The Tower Hamlets Trained band




This is my largest wargames unit: the Tower Hamlets Trained Band. Sixteen pikemen and thirty-two musketeers. I modelled this unit some years ago and chose the THTB for my first ECW unit as my first job in the City was actually in an office in Tower Hamlets (just!). The flags are from Body's Banners and the figures are all Renegade Miniatures.

I've actually used them in four games now but it is only as of this weekend, when I painted seven more, that they got up to their full strength of 48 figures; very old school!




Frankly, I think a pike block looks a bit weedy with less than 16 figures: the front rank still have tassets. There is a set of THTB pikeman's armour (with tassets) in the Royal Armouries.

Now there is, however, a fundamental flaw with my unit and that is that they are armed with normal matchlock muskets, whereas the THTB had firelocks. These they used to great effect at Cropredy Bridge (their only action) when they put lit matches on poles on the bridge for the Royalists to shoot at at night whilst they shot back from below the bridge with their firelocks. At the time I painted most of the unit you couldn't get figures with firelocks but now Bicorne do them so at some point I will replace all the musketeers with firelock men and use the musketeers as the basis of a new unit.

1644 Rules

I actually got along to the club last night for the first time since last April! We played an ECW game using 1644 rules by Wargames Foundry, which I haven't played before. They are by Rick Priestley and so some of it is familiar from Warhammer ECW but there are some differences; notably the fact that you need markers to show the status of the morale of units and also to show intention to do things like charge.

Bicorne's ECW casualty pack


Personally, I don't like little signs on the wargames board so I might think about getting some wounded and dead figures to act as morale markers. Most of my figures are Renegade, with the rest being Bicorne. Bicorne do a nice casualty pack so I will pick this up and do some casulaties in the colours of my two completed regiments. The only problem we had with the rules was that we ran out of time.
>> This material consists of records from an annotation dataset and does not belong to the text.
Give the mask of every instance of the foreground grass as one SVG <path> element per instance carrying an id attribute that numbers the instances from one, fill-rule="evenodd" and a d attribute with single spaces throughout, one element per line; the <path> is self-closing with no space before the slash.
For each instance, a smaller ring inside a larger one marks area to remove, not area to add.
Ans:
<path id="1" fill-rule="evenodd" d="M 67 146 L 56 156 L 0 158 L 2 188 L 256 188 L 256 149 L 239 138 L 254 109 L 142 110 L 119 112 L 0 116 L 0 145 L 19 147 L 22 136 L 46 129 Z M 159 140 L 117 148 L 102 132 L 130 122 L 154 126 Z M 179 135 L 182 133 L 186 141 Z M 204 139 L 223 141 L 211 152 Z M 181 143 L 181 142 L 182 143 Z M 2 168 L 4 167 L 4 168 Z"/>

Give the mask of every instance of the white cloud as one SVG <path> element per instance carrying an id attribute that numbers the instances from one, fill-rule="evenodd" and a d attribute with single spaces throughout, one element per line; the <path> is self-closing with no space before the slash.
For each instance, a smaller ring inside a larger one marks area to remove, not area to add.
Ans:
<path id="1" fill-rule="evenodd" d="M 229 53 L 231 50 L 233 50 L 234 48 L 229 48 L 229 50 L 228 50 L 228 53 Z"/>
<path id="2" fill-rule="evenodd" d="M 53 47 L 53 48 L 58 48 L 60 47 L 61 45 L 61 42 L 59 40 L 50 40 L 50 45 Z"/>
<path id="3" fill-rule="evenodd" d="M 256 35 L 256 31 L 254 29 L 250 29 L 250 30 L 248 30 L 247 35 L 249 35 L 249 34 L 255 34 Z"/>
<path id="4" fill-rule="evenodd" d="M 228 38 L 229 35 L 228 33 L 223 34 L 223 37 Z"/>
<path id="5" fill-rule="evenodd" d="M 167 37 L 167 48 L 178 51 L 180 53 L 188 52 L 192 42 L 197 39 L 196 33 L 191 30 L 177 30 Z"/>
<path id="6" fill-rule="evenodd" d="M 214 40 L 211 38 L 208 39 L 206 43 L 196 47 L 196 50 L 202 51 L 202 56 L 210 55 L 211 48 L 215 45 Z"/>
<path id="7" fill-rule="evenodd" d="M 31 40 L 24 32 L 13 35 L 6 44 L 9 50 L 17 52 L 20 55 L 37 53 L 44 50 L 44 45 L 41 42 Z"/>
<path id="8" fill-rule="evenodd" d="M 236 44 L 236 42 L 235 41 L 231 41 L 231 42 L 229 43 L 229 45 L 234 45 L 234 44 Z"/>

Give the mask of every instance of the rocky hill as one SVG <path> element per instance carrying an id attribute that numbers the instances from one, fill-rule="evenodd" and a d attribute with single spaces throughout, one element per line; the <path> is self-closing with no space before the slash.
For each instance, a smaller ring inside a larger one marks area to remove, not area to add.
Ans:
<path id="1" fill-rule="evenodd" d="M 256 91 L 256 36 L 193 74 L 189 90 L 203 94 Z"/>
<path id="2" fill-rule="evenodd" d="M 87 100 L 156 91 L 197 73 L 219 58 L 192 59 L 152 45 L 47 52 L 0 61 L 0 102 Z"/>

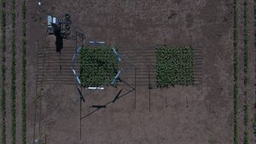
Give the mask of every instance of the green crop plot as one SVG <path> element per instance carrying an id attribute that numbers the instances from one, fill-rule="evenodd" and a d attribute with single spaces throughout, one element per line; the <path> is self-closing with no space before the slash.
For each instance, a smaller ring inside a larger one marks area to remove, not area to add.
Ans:
<path id="1" fill-rule="evenodd" d="M 189 47 L 156 47 L 157 85 L 194 84 L 194 50 Z"/>
<path id="2" fill-rule="evenodd" d="M 112 49 L 112 48 L 108 48 Z M 114 48 L 118 53 L 119 48 Z M 103 47 L 84 47 L 80 50 L 80 77 L 81 84 L 99 86 L 111 79 L 118 73 L 118 59 L 116 55 Z M 88 65 L 96 64 L 96 65 Z M 118 81 L 113 85 L 116 86 Z M 111 83 L 108 83 L 111 84 Z"/>

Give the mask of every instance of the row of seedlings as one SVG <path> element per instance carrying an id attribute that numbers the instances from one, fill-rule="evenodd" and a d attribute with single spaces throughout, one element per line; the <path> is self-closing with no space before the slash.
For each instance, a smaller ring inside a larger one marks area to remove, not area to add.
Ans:
<path id="1" fill-rule="evenodd" d="M 244 0 L 244 72 L 245 72 L 245 76 L 244 76 L 244 84 L 245 86 L 247 85 L 248 84 L 248 76 L 247 75 L 247 72 L 248 72 L 248 8 L 247 8 L 247 3 L 248 0 Z M 246 88 L 246 87 L 245 87 Z M 245 90 L 244 95 L 245 95 L 245 101 L 244 101 L 244 124 L 245 124 L 245 131 L 244 131 L 244 143 L 247 144 L 248 143 L 248 131 L 247 130 L 247 125 L 249 122 L 249 114 L 248 114 L 248 107 L 249 105 L 247 104 L 247 90 Z"/>
<path id="2" fill-rule="evenodd" d="M 11 59 L 11 135 L 12 141 L 11 143 L 15 144 L 16 142 L 16 109 L 15 109 L 15 79 L 16 79 L 16 72 L 15 72 L 15 0 L 12 0 L 11 3 L 12 11 L 11 11 L 11 17 L 12 17 L 12 40 L 11 40 L 11 48 L 12 48 L 12 59 Z"/>
<path id="3" fill-rule="evenodd" d="M 195 48 L 156 47 L 157 85 L 195 84 Z"/>
<path id="4" fill-rule="evenodd" d="M 254 27 L 255 27 L 256 26 L 256 0 L 254 0 L 253 9 L 254 9 Z M 256 47 L 256 29 L 255 28 L 254 28 L 254 47 Z M 256 65 L 255 65 L 255 72 L 256 72 Z M 256 78 L 256 75 L 255 75 L 255 78 Z M 256 90 L 255 90 L 255 95 L 256 95 Z M 254 101 L 254 108 L 256 108 L 256 100 Z M 253 133 L 256 135 L 256 112 L 254 112 L 253 127 L 254 130 Z"/>
<path id="5" fill-rule="evenodd" d="M 6 143 L 6 124 L 5 124 L 5 117 L 6 117 L 6 109 L 5 109 L 5 101 L 6 101 L 6 92 L 5 92 L 5 2 L 2 0 L 2 7 L 3 8 L 1 10 L 1 32 L 2 32 L 2 37 L 1 37 L 1 49 L 2 49 L 2 64 L 1 64 L 1 75 L 2 75 L 2 88 L 1 88 L 1 112 L 2 112 L 2 130 L 1 130 L 1 143 Z"/>
<path id="6" fill-rule="evenodd" d="M 21 4 L 21 16 L 22 16 L 22 40 L 21 40 L 21 51 L 22 51 L 22 58 L 21 58 L 21 72 L 22 72 L 22 80 L 21 80 L 21 141 L 22 144 L 26 144 L 26 2 L 25 0 Z"/>
<path id="7" fill-rule="evenodd" d="M 111 49 L 111 48 L 108 48 Z M 119 48 L 114 48 L 119 52 Z M 80 50 L 80 76 L 82 85 L 100 86 L 118 73 L 118 60 L 116 55 L 102 47 L 83 47 Z M 108 83 L 107 85 L 110 85 Z M 118 81 L 113 83 L 113 86 Z"/>
<path id="8" fill-rule="evenodd" d="M 238 17 L 237 0 L 234 0 L 234 143 L 238 144 Z"/>

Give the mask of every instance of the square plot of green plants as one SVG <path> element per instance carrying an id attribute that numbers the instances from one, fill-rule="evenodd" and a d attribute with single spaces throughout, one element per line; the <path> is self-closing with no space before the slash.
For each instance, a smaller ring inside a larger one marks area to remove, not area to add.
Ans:
<path id="1" fill-rule="evenodd" d="M 112 48 L 108 48 L 112 49 Z M 118 53 L 119 48 L 114 48 Z M 114 78 L 118 73 L 116 55 L 104 47 L 84 47 L 80 49 L 81 84 L 100 86 Z M 117 85 L 115 81 L 113 85 Z M 111 84 L 111 82 L 107 85 Z"/>
<path id="2" fill-rule="evenodd" d="M 156 47 L 158 86 L 195 84 L 195 48 Z"/>

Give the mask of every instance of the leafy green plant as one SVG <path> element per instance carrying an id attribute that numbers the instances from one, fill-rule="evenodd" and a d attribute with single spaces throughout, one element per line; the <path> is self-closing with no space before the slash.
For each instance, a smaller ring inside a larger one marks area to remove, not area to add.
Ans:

We played for about three hours but probably needed another hour to bring things to a conclusion. Part of this is the fact that foot only move four inches a move and cavalry eight and so take ages to come into contact. I didn't help by deploying behind a nice hedge and staying there, making Nick trudge across what seemed like miles of fields to get into contact.


Unlike WECW, casualties are small, with only one or two figures lost per unit for each round of firing or melee. Given that we had 36 man units, and loss of figures itself does not seem to trigger morale tests, the engagements turned into slogging matches. Actually, I quite like this and if we had been more familiar with the rules we would probably have gotten along faster. Other peculiarities we found were the ineffectiveness of cavalry against infantry. Because the infantry units were so much bigger they could just pound away at the cavalry and reduce their numbers move by move (or at least until they are hit in the flank by a charging unit of Dragoons, which was the fate of my cuirassiers.

Sir Arthur Hesilrige's Cuirassiers: destroyed by some motley Dragoons. It's enough to make you jump off a cliff


Cavalry, to be effective against infantry needs to have a wide frontage and get another unit to pile in in support. The other issue was that we had quite a lot of units on the table. For Parliament, Adrian and I had seven Infantry units and four cavalry units, plus four light guns. We are going to have another go in a few weeks, which would be good. In the meantime, I might fight a few test skirmishes against my little boy to get a feel for the best size for units etc. This is important as having more figures firing makes such a small difference to the hits you might have that it may be best, for example, to have three smaller units that one big one. It was nice to play a game again and has got me keen on ECW once more, so I might try to paint another unit of cavalry in the next few months.